The city of Jericho was wealthy and well connected long before its walls came tumbling down in an attack that has been associated with a well-known passage in the Bible.
     A joint Italian-Palestinian team has been conducting archaeological digs at the site of Tell es-Sultan since 1997. During their latest excavation season, the team made an extraordinary discovery in a home occupied some 5,000 years ago: five mother of pearl shells, stacked one on top of the other, that could only have come from the Nile. Two of the shells still contained the residue of a dark substance, which a laboratory analysis identified as manganese oxide. That powdered mineral was the main component of a cosmetic known as kohl, used as an eyeliner in ancient times. Researchers think the powder probably came from the Sinai Peninsula, where manganese mines that the ancient Egyptians once exploited have been found.
     "The discovery confirms a close commercial relationship, already in the early third millennium BCE, between the ancient city in Palestine and Egypt," says lead archaeologist Lorenzo Nigro of the Sapienza University of Rome. "It also shows the rise of a sophisticated local elite in Jericho."
     The city of Jericho, in what is today the West Bank, grew around an abundant spring. As far back as 10,500 BCE, people began to gather at this oasis.
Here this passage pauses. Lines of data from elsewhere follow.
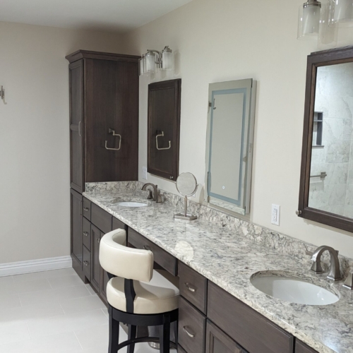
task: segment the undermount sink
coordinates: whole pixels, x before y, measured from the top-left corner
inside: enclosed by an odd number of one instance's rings
[[[147,203],[142,202],[134,202],[134,201],[121,201],[116,203],[118,206],[124,207],[145,207],[148,206]]]
[[[258,290],[279,299],[306,305],[328,305],[340,298],[331,292],[309,282],[274,275],[253,275],[250,282]]]

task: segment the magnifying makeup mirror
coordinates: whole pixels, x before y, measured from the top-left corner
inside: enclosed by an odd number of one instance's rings
[[[197,218],[197,216],[187,213],[188,210],[188,197],[192,196],[198,189],[198,183],[196,178],[191,173],[181,173],[176,179],[176,190],[184,197],[185,205],[184,213],[174,215],[174,218],[177,220],[193,220]]]

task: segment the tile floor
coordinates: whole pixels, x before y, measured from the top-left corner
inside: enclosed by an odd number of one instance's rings
[[[0,277],[0,353],[107,352],[105,305],[72,268]],[[157,352],[147,343],[135,348]]]

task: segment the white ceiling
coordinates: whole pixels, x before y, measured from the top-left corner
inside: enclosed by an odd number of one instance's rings
[[[126,32],[191,0],[0,0],[0,21]]]

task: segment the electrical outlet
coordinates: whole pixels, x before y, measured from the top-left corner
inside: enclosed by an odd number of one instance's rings
[[[142,167],[142,179],[147,180],[147,168],[145,167]]]
[[[280,225],[280,209],[279,205],[272,205],[271,223],[275,225]]]

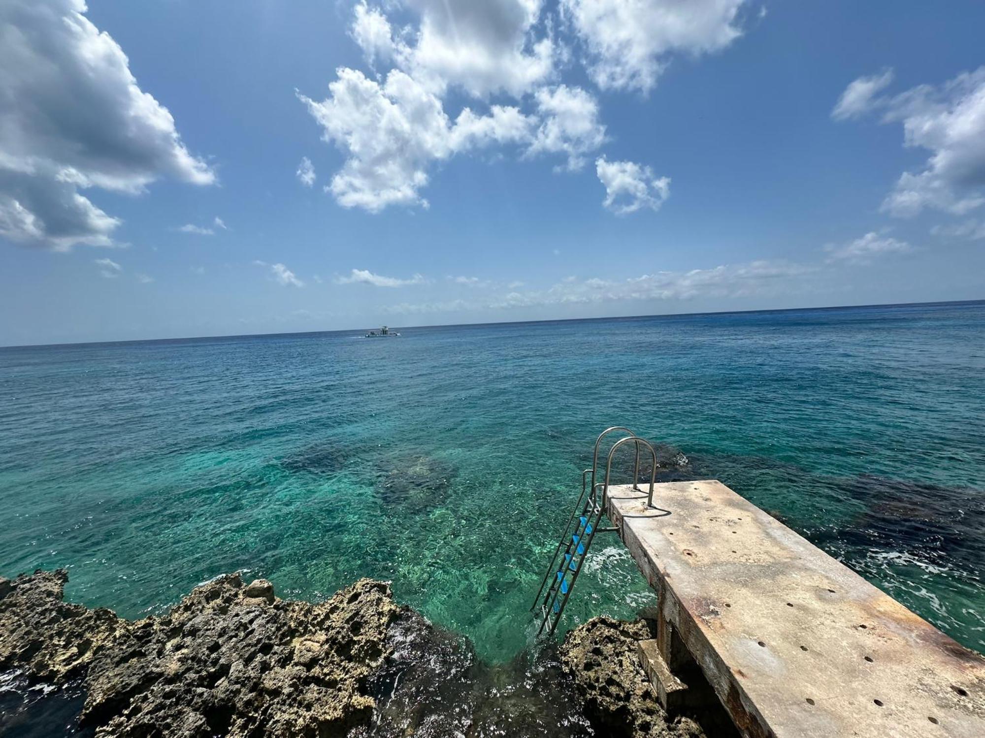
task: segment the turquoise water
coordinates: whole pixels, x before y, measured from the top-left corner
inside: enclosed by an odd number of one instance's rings
[[[607,425],[682,451],[985,649],[985,303],[0,349],[0,574],[127,617],[358,577],[491,661]],[[565,614],[652,595],[597,538]]]

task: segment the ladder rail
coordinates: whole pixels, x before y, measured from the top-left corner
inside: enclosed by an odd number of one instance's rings
[[[580,513],[578,513],[579,522],[578,524],[574,526],[574,533],[568,535],[567,549],[564,551],[564,557],[561,559],[560,569],[555,570],[555,568],[552,567],[552,571],[550,572],[550,574],[562,575],[562,576],[561,577],[555,576],[555,578],[552,580],[550,586],[544,593],[544,600],[541,602],[542,609],[554,606],[555,601],[557,601],[558,599],[558,592],[560,592],[561,584],[564,582],[565,578],[567,577],[567,572],[564,571],[564,568],[569,566],[570,562],[574,560],[575,554],[581,556],[582,559],[584,559],[585,554],[588,553],[588,545],[590,541],[585,538],[586,533],[582,530],[582,524],[584,524],[586,528],[591,526],[592,528],[591,536],[594,536],[595,532],[598,531],[598,521],[595,520],[598,510],[599,510],[598,505],[594,502],[593,497],[589,497],[587,500],[585,500],[584,506],[582,506]],[[577,512],[578,509],[575,508],[575,511]],[[585,523],[581,523],[582,519],[585,520]],[[578,537],[578,540],[575,540],[576,535]],[[580,553],[578,553],[579,545],[581,548]],[[568,554],[571,552],[572,548],[574,549],[575,553],[571,553],[569,557]],[[571,584],[568,584],[568,587],[570,586]],[[552,594],[554,596],[551,596]],[[547,610],[545,610],[545,613],[546,612]],[[541,628],[543,629],[543,624]]]
[[[581,574],[581,570],[584,569],[585,560],[588,558],[588,549],[591,548],[592,541],[595,540],[595,533],[599,532],[599,523],[602,520],[602,514],[603,514],[602,508],[596,507],[595,517],[592,519],[592,523],[591,523],[592,524],[591,532],[588,533],[588,538],[584,541],[585,551],[583,554],[581,554],[581,561],[578,562],[576,568],[574,569],[574,573],[571,575],[571,582],[567,585],[567,591],[564,592],[564,598],[561,600],[560,606],[558,608],[558,611],[556,613],[553,613],[556,617],[552,619],[551,610],[554,608],[554,603],[557,601],[558,593],[560,593],[559,584],[560,582],[563,581],[560,580],[558,581],[558,585],[557,591],[555,592],[554,599],[551,600],[551,605],[548,608],[547,618],[545,618],[544,622],[541,623],[541,630],[538,632],[538,635],[540,635],[544,631],[544,626],[547,625],[549,619],[552,622],[551,622],[551,628],[548,630],[548,635],[549,636],[554,635],[555,630],[558,628],[558,624],[560,622],[561,617],[564,615],[564,608],[567,607],[567,602],[569,599],[571,599],[571,592],[574,590],[574,584],[578,581],[578,575]],[[574,561],[574,559],[572,558],[571,561]],[[565,578],[567,577],[566,573],[564,577]]]
[[[565,523],[563,529],[561,530],[560,538],[558,538],[558,545],[555,547],[554,556],[551,557],[551,563],[548,565],[547,571],[544,573],[544,579],[541,580],[541,585],[537,589],[537,596],[534,597],[534,603],[530,606],[531,610],[537,607],[537,603],[538,601],[540,601],[541,595],[544,594],[544,587],[547,585],[548,581],[551,579],[551,577],[555,574],[555,566],[558,563],[558,554],[560,554],[561,548],[566,543],[567,547],[564,550],[564,553],[567,554],[571,550],[571,538],[570,538],[571,523],[574,522],[574,519],[579,516],[578,508],[581,507],[582,500],[584,499],[585,496],[586,488],[591,490],[590,497],[593,505],[596,507],[598,506],[598,498],[596,496],[598,483],[596,481],[596,476],[598,474],[598,465],[599,465],[599,446],[601,446],[603,438],[605,438],[610,433],[616,433],[616,432],[627,433],[629,437],[632,438],[636,437],[636,434],[633,433],[628,428],[625,428],[622,425],[612,425],[606,428],[604,431],[602,431],[602,433],[599,434],[599,437],[595,439],[595,448],[592,452],[592,467],[590,469],[584,469],[581,472],[581,496],[578,498],[578,501],[574,504],[574,510],[571,512],[571,517],[567,519],[567,523]],[[586,476],[588,474],[592,475],[592,481],[591,484],[586,487]],[[636,444],[636,465],[633,471],[633,480],[632,480],[634,485],[636,483],[636,479],[638,478],[639,478],[639,444]],[[581,515],[585,514],[586,509],[587,506],[582,508]],[[545,596],[545,600],[547,600],[549,596],[550,596],[550,589],[548,590],[548,594]]]
[[[537,602],[540,600],[541,594],[544,592],[544,585],[547,584],[551,575],[554,574],[555,565],[558,563],[558,554],[560,553],[561,546],[564,545],[565,540],[570,541],[568,531],[571,529],[571,523],[574,522],[574,519],[578,516],[578,506],[581,505],[581,501],[585,497],[585,480],[590,472],[592,472],[592,469],[585,469],[581,472],[581,494],[578,496],[578,501],[574,504],[574,509],[571,511],[571,517],[567,519],[567,523],[564,524],[564,529],[561,531],[560,539],[558,541],[557,548],[555,548],[554,556],[551,557],[551,563],[548,565],[548,571],[544,574],[544,579],[541,580],[541,586],[537,590],[537,596],[534,597],[534,604],[530,606],[531,610],[537,607]],[[594,496],[594,491],[592,494]]]
[[[623,444],[624,444],[626,441],[635,441],[636,442],[636,471],[634,472],[634,477],[633,477],[633,480],[632,480],[632,488],[634,490],[636,490],[637,492],[642,492],[643,491],[638,486],[636,486],[636,480],[639,478],[639,445],[642,444],[647,449],[649,449],[650,455],[653,458],[653,465],[650,467],[650,491],[649,491],[649,493],[647,494],[647,497],[646,497],[646,507],[647,508],[652,508],[653,507],[653,485],[654,485],[654,482],[656,482],[656,480],[657,480],[657,451],[656,451],[656,449],[653,448],[653,444],[651,444],[649,441],[646,441],[645,439],[642,439],[642,438],[635,438],[635,437],[634,438],[621,438],[619,441],[617,441],[615,444],[613,444],[613,448],[609,451],[609,459],[606,461],[606,481],[605,481],[605,483],[604,483],[604,485],[602,487],[602,507],[605,508],[605,506],[606,506],[606,500],[609,497],[609,477],[612,474],[612,470],[613,470],[613,455],[616,453],[616,450],[620,446],[622,446]]]
[[[600,483],[596,481],[598,473],[599,446],[602,439],[607,434],[616,431],[623,431],[628,433],[629,435],[619,439],[609,450],[609,454],[606,457],[605,481]],[[578,496],[578,501],[575,503],[574,511],[564,526],[561,539],[558,542],[554,556],[551,559],[551,565],[548,567],[548,571],[544,575],[540,589],[538,589],[537,592],[537,597],[534,599],[534,604],[531,607],[533,610],[537,607],[537,603],[541,602],[541,614],[543,616],[543,620],[541,621],[540,630],[537,632],[538,637],[544,633],[545,628],[549,624],[550,628],[548,628],[548,635],[554,634],[558,624],[560,622],[561,616],[564,614],[564,608],[567,607],[567,602],[571,597],[572,591],[574,590],[574,584],[577,582],[578,576],[581,574],[581,570],[584,568],[585,561],[588,558],[588,552],[591,548],[592,541],[595,540],[595,534],[619,529],[617,527],[600,528],[599,523],[602,522],[602,517],[606,514],[606,504],[609,500],[609,486],[612,478],[613,459],[615,458],[616,452],[619,448],[626,443],[632,443],[635,447],[632,489],[637,492],[643,492],[643,490],[638,486],[641,448],[650,452],[652,466],[650,468],[650,488],[647,494],[646,505],[648,508],[653,507],[653,492],[657,475],[657,452],[654,449],[653,444],[636,436],[627,428],[624,428],[622,426],[612,426],[611,428],[607,428],[595,441],[595,450],[592,455],[592,468],[585,469],[581,472],[581,494]],[[591,474],[592,481],[590,486],[586,486],[586,477],[588,474]],[[598,497],[599,487],[602,488],[601,501]],[[586,492],[588,492],[587,498]],[[575,518],[578,518],[578,523],[574,526],[572,532],[571,523],[574,522]],[[558,566],[558,554],[560,554],[562,547],[564,547],[564,555],[561,558],[560,569],[556,570],[556,567]],[[569,576],[570,580],[568,580]],[[548,586],[548,582],[549,580],[552,580],[552,577],[554,578],[554,581],[552,581],[550,586]],[[546,586],[547,591],[545,591]],[[544,595],[543,600],[541,599],[542,594]],[[560,598],[559,602],[558,598]]]

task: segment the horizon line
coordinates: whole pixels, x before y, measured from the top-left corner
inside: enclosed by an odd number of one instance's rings
[[[810,307],[796,308],[759,308],[756,310],[709,310],[694,313],[653,313],[646,315],[612,315],[595,318],[543,318],[530,321],[490,321],[486,323],[439,323],[427,326],[396,326],[402,331],[413,331],[426,328],[465,328],[479,326],[523,326],[537,323],[574,323],[579,321],[612,321],[612,320],[640,320],[644,318],[693,318],[706,315],[745,315],[755,313],[795,313],[808,310],[851,310],[859,308],[890,308],[890,307],[919,307],[921,305],[967,305],[976,302],[985,302],[985,298],[971,300],[930,300],[928,302],[886,302],[886,303],[867,303],[862,305],[818,305]],[[114,343],[154,343],[174,340],[210,340],[213,338],[262,338],[272,336],[313,336],[315,334],[345,334],[372,330],[362,328],[339,328],[330,331],[285,331],[273,334],[223,334],[218,336],[178,336],[163,338],[122,338],[117,340],[82,340],[66,341],[58,343],[13,343],[0,345],[0,350],[5,348],[45,348],[49,346],[90,346],[90,345],[111,345]]]

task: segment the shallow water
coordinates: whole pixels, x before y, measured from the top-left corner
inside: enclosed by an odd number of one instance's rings
[[[376,577],[503,662],[618,423],[985,649],[985,303],[402,333],[0,349],[0,574],[127,617]],[[590,558],[566,626],[652,602]]]

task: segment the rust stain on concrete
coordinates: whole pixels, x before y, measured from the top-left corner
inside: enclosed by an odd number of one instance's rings
[[[985,736],[981,655],[720,482],[645,501],[610,518],[743,734]]]

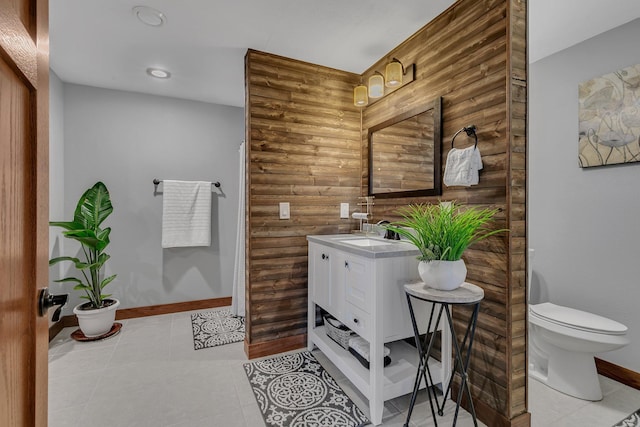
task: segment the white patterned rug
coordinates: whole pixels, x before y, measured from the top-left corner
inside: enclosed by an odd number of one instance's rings
[[[640,409],[629,415],[624,420],[615,424],[613,427],[638,427],[640,426]]]
[[[369,420],[308,351],[245,363],[269,427],[358,427]]]
[[[196,350],[244,340],[244,317],[229,310],[192,314],[191,328]]]

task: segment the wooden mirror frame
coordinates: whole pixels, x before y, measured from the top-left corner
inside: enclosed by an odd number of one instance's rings
[[[393,126],[411,117],[433,109],[433,188],[415,189],[407,191],[393,191],[374,193],[373,187],[373,135],[375,132]],[[369,142],[369,196],[380,199],[396,197],[439,196],[442,194],[442,97],[437,97],[432,104],[414,108],[389,120],[369,128],[367,140]]]

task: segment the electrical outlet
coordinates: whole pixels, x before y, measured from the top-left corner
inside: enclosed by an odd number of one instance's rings
[[[289,219],[289,218],[291,218],[289,202],[280,202],[280,219]]]
[[[349,218],[349,203],[340,203],[340,218]]]

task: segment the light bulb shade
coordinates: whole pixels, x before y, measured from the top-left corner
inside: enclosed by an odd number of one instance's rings
[[[356,107],[364,107],[368,103],[367,87],[365,85],[356,86],[353,89],[353,105]]]
[[[369,98],[380,98],[384,95],[384,77],[374,74],[369,77]]]
[[[402,85],[402,64],[399,61],[391,61],[384,70],[384,79],[387,87]]]

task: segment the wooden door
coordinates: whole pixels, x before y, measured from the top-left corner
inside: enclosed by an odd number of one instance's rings
[[[0,426],[47,425],[47,0],[0,0]]]

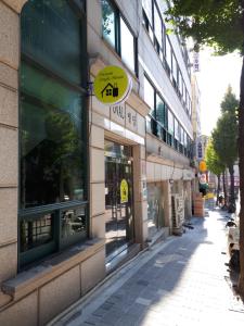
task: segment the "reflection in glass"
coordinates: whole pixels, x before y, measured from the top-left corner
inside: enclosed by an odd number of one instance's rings
[[[154,116],[154,88],[146,77],[144,77],[144,101],[151,108],[150,114]]]
[[[174,135],[174,115],[169,110],[168,110],[168,131],[171,135]]]
[[[154,5],[154,32],[160,48],[162,48],[162,25],[163,24],[162,24],[160,15],[158,13],[156,5]]]
[[[126,23],[120,18],[120,42],[121,42],[121,60],[128,67],[134,72],[134,42],[133,36],[127,27]]]
[[[153,25],[153,9],[152,9],[152,0],[142,0],[142,8],[144,9],[147,20],[151,25]]]
[[[46,214],[38,220],[21,222],[21,252],[50,242],[53,239],[54,214]]]
[[[21,83],[21,208],[84,200],[80,93],[24,62]]]
[[[35,58],[35,61],[59,76],[80,85],[81,62],[86,52],[80,51],[80,20],[67,2],[27,1],[21,20],[22,53]]]
[[[165,102],[156,95],[156,120],[165,126]]]
[[[85,208],[70,209],[63,211],[61,216],[61,237],[67,238],[75,234],[86,230],[86,211]]]
[[[101,3],[103,37],[115,48],[115,12],[107,0],[101,0]]]
[[[111,145],[105,141],[105,145]],[[131,153],[131,148],[114,143],[114,148],[121,147],[120,153]],[[105,238],[106,255],[118,254],[133,239],[132,214],[132,161],[131,158],[120,155],[105,156]],[[121,202],[120,184],[126,180],[128,185],[128,199]]]

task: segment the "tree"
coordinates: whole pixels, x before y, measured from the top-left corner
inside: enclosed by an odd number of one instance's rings
[[[223,112],[213,134],[213,146],[220,161],[228,167],[231,178],[230,208],[235,205],[234,163],[237,158],[237,124],[234,111]]]
[[[240,278],[239,291],[244,297],[244,0],[171,0],[167,11],[183,37],[194,39],[194,48],[207,45],[217,54],[239,51],[243,59],[239,104],[240,167]]]
[[[218,186],[217,186],[217,204],[219,201],[219,192],[220,192],[220,175],[224,171],[224,165],[220,161],[218,154],[216,153],[213,145],[213,139],[208,140],[206,152],[205,152],[205,160],[207,164],[207,170],[214,173],[218,178]]]
[[[232,92],[232,88],[230,85],[228,86],[227,92],[223,97],[220,106],[222,113],[232,112],[234,116],[237,117],[239,100],[235,98],[235,95]]]

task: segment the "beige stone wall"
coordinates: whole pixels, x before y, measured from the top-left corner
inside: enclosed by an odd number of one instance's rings
[[[86,254],[84,251],[84,258]],[[46,325],[104,278],[104,258],[103,246],[84,261],[70,259],[61,262],[60,267],[54,265],[53,271],[47,267],[42,275],[34,277],[33,273],[33,279],[28,280],[27,274],[18,275],[18,283],[13,283],[13,300],[0,309],[0,325]]]
[[[7,2],[0,1],[0,286],[17,273],[20,30]],[[0,308],[10,300],[0,291]]]

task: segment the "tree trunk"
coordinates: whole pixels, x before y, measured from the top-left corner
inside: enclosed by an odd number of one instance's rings
[[[233,165],[229,166],[229,173],[230,173],[230,204],[235,204],[234,199],[234,167]]]
[[[239,106],[239,170],[240,170],[240,278],[239,292],[244,298],[244,57],[241,74],[241,91]]]

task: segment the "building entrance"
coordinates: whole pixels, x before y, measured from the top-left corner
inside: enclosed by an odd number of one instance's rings
[[[133,241],[131,148],[105,141],[105,218],[107,261]]]

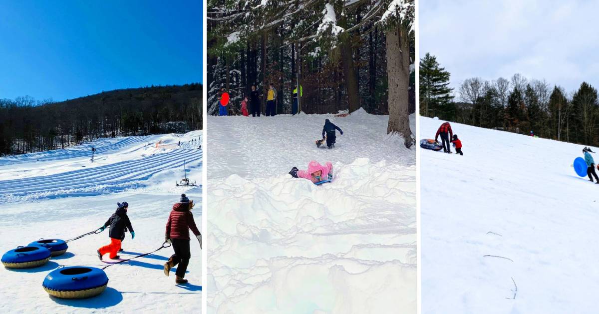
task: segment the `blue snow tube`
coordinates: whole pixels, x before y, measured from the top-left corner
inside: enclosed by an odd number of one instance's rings
[[[574,171],[576,171],[576,174],[581,177],[586,176],[586,162],[582,157],[577,157],[574,159]]]
[[[37,267],[50,260],[50,250],[41,246],[20,246],[4,253],[2,263],[8,268]]]
[[[69,246],[66,242],[59,238],[40,239],[29,243],[31,246],[43,246],[50,250],[53,256],[62,255],[66,252]]]
[[[69,266],[51,271],[42,286],[57,298],[80,299],[100,294],[108,284],[108,277],[100,268]]]

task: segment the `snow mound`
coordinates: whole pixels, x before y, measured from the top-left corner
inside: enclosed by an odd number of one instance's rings
[[[441,122],[420,117],[421,137]],[[420,151],[422,312],[596,312],[598,185],[571,167],[584,146],[452,128],[464,156]]]

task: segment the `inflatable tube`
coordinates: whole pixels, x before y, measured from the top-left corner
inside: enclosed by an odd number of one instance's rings
[[[576,171],[576,174],[581,177],[586,176],[586,162],[582,157],[577,157],[574,159],[574,171]]]
[[[4,253],[2,263],[8,268],[37,267],[50,260],[50,250],[41,246],[21,246]]]
[[[80,299],[100,294],[108,284],[108,277],[100,268],[69,266],[51,271],[42,286],[46,292],[57,298]]]
[[[53,256],[62,255],[66,252],[69,246],[66,242],[59,238],[41,239],[29,243],[30,246],[43,246],[50,250]]]
[[[441,150],[443,146],[439,142],[430,138],[425,138],[420,140],[420,147],[432,150]]]

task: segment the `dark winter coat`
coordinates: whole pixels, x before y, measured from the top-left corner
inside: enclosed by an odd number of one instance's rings
[[[193,220],[193,214],[189,208],[189,203],[178,203],[173,206],[173,210],[167,222],[166,238],[189,240],[190,229],[195,236],[199,235],[199,230]]]
[[[449,125],[449,122],[445,122],[441,125],[441,126],[439,126],[439,129],[437,130],[437,134],[435,134],[435,140],[439,137],[440,134],[447,132],[449,132],[449,138],[453,137],[453,131],[451,129],[451,125]]]
[[[104,227],[110,226],[110,231],[108,233],[108,237],[112,238],[122,240],[125,238],[125,233],[126,230],[129,232],[133,231],[133,227],[131,227],[131,222],[127,216],[127,211],[125,209],[119,209],[116,212],[112,215],[108,220],[104,223]]]
[[[327,132],[334,131],[335,129],[338,130],[341,134],[343,134],[343,131],[338,126],[333,124],[329,119],[325,120],[325,126],[322,127],[322,138],[325,138],[325,134]]]

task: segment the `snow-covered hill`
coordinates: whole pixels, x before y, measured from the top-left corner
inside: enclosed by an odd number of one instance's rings
[[[202,220],[201,185],[176,187],[183,176],[201,183],[201,131],[186,134],[102,138],[65,149],[0,158],[1,253],[40,238],[67,240],[93,231],[116,209],[129,204],[135,231],[123,242],[122,258],[147,253],[164,241],[165,224],[182,192],[194,200],[198,228]],[[159,142],[159,147],[156,143]],[[181,145],[178,146],[180,142]],[[96,149],[92,163],[90,147]],[[167,147],[167,148],[164,148]],[[100,295],[80,300],[50,297],[44,277],[59,265],[101,268],[96,250],[110,242],[108,232],[69,242],[68,251],[45,265],[26,270],[0,268],[1,313],[199,312],[201,309],[201,250],[191,243],[187,285],[162,273],[173,253],[166,248],[105,270],[109,282]]]
[[[441,123],[420,117],[420,136]],[[452,126],[464,156],[420,150],[422,312],[595,313],[599,185],[571,167],[583,146]]]
[[[415,153],[387,120],[208,117],[208,313],[416,312]],[[312,159],[332,183],[288,174]]]

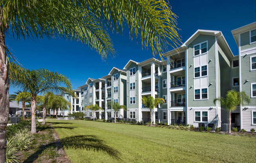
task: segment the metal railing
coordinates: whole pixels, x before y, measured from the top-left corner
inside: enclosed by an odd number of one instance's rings
[[[185,80],[171,82],[171,88],[185,87]]]
[[[177,62],[172,62],[170,64],[171,70],[183,66],[185,66],[185,59],[183,59],[182,61]]]
[[[175,101],[171,101],[171,107],[185,107],[186,101],[185,99]]]

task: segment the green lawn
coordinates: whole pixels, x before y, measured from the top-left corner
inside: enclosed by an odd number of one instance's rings
[[[255,162],[256,138],[120,123],[47,120],[72,163]]]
Eventually they settled down, cultivated crops, and domesticated animals. At the beginning of the third millennium a fortified city arose, and then a ruler's palace.
     The latest excavation season also revealed evidence of continuing ties between Jericho and Egypt several centuries later than the cosmetic find: a unique burial dating to about 1,800 BCE. Unlike earlier excavations, which have uncovered groups of wealthy graves, very likely royal, in the area encircled by the palace walls, the Italian-Palestinian team found a distinctly different burial right below the palace floor, an indication of special status.
     This elite burial chamber held the remains of two people: a 9- or 10-year-old girl adorned with jewelry, and an adult female who was presumably an attendant. The bones of two young sacrificed animals as well as six pottery vessels were also discovered by the archaeologists. The most interesting vessel was a small black burnished jug that contained a perfume or an ointment and may have been left in this spot so the deceased could smell sweet aromas throughout eternity.
     The young aristocrat's ornaments included two pairs of bronze earrings, a bronze bracelet, a bronze pin on the left shoulder, a bead necklace with a carnelian set between pairs of rock crystals, and a bronze signet ring with a local type of scarab that was inscribed with protective signs. A second stone scarab, resting on the girl's chest, bore hieroglyphics that testify to Egypt's cultural influence on Jericho's elites.
     The end of this thriving, international era at Jericho came in about 1,550 BCE, when a violent attack reduced the city to a heap of smoldering ruins. Its destruction was so violent that it became embedded in the collective memory of the Canaanite peoples, resounding in the biblical narrative of Joshua and his destruction of the city according to God's command.